Issued                Expires               Principal
Jun 11 17:21:58 2015  Jun 12 00:01:57 2015  krbtgt/<LOCAL.DOMAIN>@<LOCAL.DOMAIN>

krb5.conf

[libdefaults]
 ticket_lifetime = 24000
 default_realm = <LOCAL.DOMAIN>
 dns_lookup_realm = false
 dns_lookup_kdc = false
 default_keytab_name = /etc/krb5.keytab
 rdns = false

[realms]
 KC.KPLUS = {
  kdc = <dc.ip>:88
  admin_server = <dc.ip>:88
  default_domain = <LOCAL.DOMAIN>
 }

[domain_realm]
 .<local.domain> = <LOCAL.DOMAIN>
 <local.domain> = <LOCAL.DOMAIN>



[appdefaults]
 pam = {
   debug = false
   ticket_lifetime = 36000
   renew_lifetime = 36000
   forwardable = true
   krb4_convert = false
 }

.htaccess

AddHandler cgi-script .cgi .pl
Options +ExecCGI
DirectoryIndex index.pl
AuthName "<LOCAL.DOMAIN>"
AuthType Kerberos
Krb5Keytab /etc/krb5.keytab
KrbAuthRealm <LOCAL.DOMAIN>
KrbMethodNegotiate on
KrbServiceName HTTP/<FQDN>@<LOCAL.DOMAIN>
KrbMethodK5Passwd off
KrbSaveCredentials on
KrbVerifyKDC off
Require valid-user

Checked the traffic on the client side, apparently it starts Negotiate, agrees on KRB5 mech and sends the ticket. Receives 401 as a result.

I can't figure out what is wrong here, any ideas would be appreciated.

Answer 1

This happens when there's a mismatch between the SPNs listed in the keytab and the Principal Name provided by the client (the browser).

It could depend by the browser used (some browsers take the name from the URL, some other do a reverse lookup of the ip address they're connecting to).
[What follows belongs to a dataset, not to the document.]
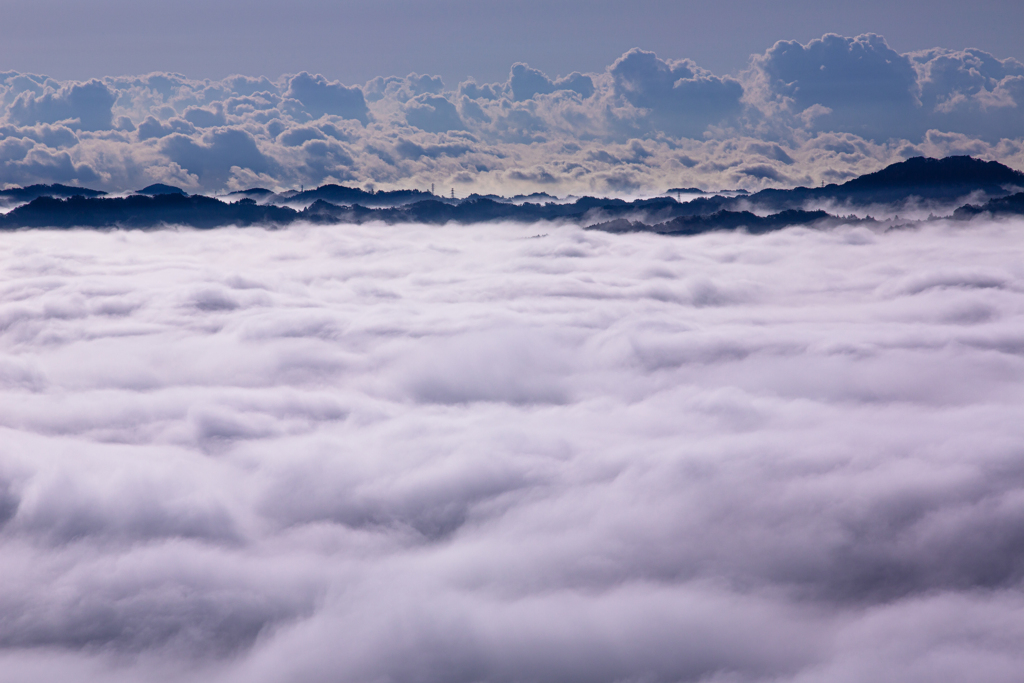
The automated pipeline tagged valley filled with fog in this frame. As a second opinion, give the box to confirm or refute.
[0,218,1024,683]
The common solution to this is setting KrbServiceName to Any:

    KrbServiceName Any

This will relax the check, allowing any key in the server's keytab to be used.

Answer 2

In case you're using Debian, have you recently updated from wheezy to jessie?. I had a similar problem and was that some ldap directives (AuthzLDAPAuthoritative) for apache 2.2 (wheezy) module were removed in apache 2.4 (jessie) module (Upgrading to 2.4 from 2.2). Maybe the same is happening for kerberos.